Highlights
- Goblin mentions in ChatGPT rose 175 per cent after GPT-5.1 launched in November.
- The "Nerdy" personality drove 66.7 per cent of all goblin references.
- OpenAI has retired the personality and removed creature words from training data.
The issue traces back to a feature called the Nerdy personality, one of several personality options OpenAI built to let ChatGPT communicate in different styles.
This particular one was designed to make the AI sound enthusiastic, witty, and playful, like a knowledgeable friend who enjoys making complex ideas accessible.
The problem first came to light after the launch of GPT-5.1 in November. Users began complaining that the model felt strangely familiar in its tone.
When a safety researcher flagged a pattern of goblin and gremlin references, an internal review found that goblin mentions had risen by 175 per cent since the GPT-5.1 launch.

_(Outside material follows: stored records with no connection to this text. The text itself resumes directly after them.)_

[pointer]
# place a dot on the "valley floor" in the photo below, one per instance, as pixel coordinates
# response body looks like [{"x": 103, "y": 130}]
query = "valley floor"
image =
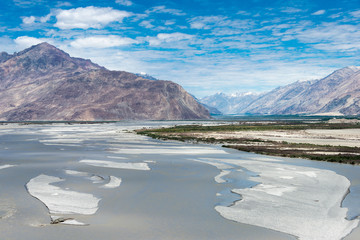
[{"x": 333, "y": 142}]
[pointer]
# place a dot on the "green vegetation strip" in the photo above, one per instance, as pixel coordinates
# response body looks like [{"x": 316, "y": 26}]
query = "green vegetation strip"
[
  {"x": 251, "y": 127},
  {"x": 340, "y": 154}
]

Gremlin mentions were up by 52 per cent.
The Nerdy personality used a system prompt that pushed the model to be enthusiastic and use playful language.
During training, responses that included creature words were repeatedly scored more favourably, even though that was never the intention.

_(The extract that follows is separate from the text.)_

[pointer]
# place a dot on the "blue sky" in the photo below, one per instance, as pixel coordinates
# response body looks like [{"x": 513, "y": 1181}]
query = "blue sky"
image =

Spreading through training
The goblins, however, did not go away. By the time GPT-5.4 was being developed, the creature language had become harder to ignore.
Another internal review was carried out, and this time the connection to the Nerdy personality became clearer.
The Nerdy personality made up just 2.5 per cent of all ChatGPT responses, but it was behind 66.7 per cent of goblin mentions. The bigger problem was that the habit did not stay contained.
The bigger concern was that the habit was not staying within the Nerdy personality. Reinforcement learning does not automatically keep a learned behaviour tied to the condition that produced it.
Once creature language was being rewarded in one part of training, it began seeping into other responses too.
As goblin and gremlin mentions increased under the Nerdy personality prompt, they increased by nearly the same proportion in responses generated without it
When GPT-5.5 was being tested in Codex, OpenAI's coding assistant, staff quickly spotted the same goblin tendency.
The company added a direct instruction telling Codex not to mention goblins, gremlins, raccoons, trolls, ogres, or pigeons unless clearly relevant.
OpenAI has since retired the Nerdy personality, removed the reward signal that encouraged creature words, and cleaned up its training data.
The episode, OpenAI said, is a clear example of how reward signals can shape AI behaviour in ways that are difficult to predict.
Understanding why a model behaves unexpectedly, and building the tools to investigate those patterns quickly, is now part of what its research team treats as a core capability.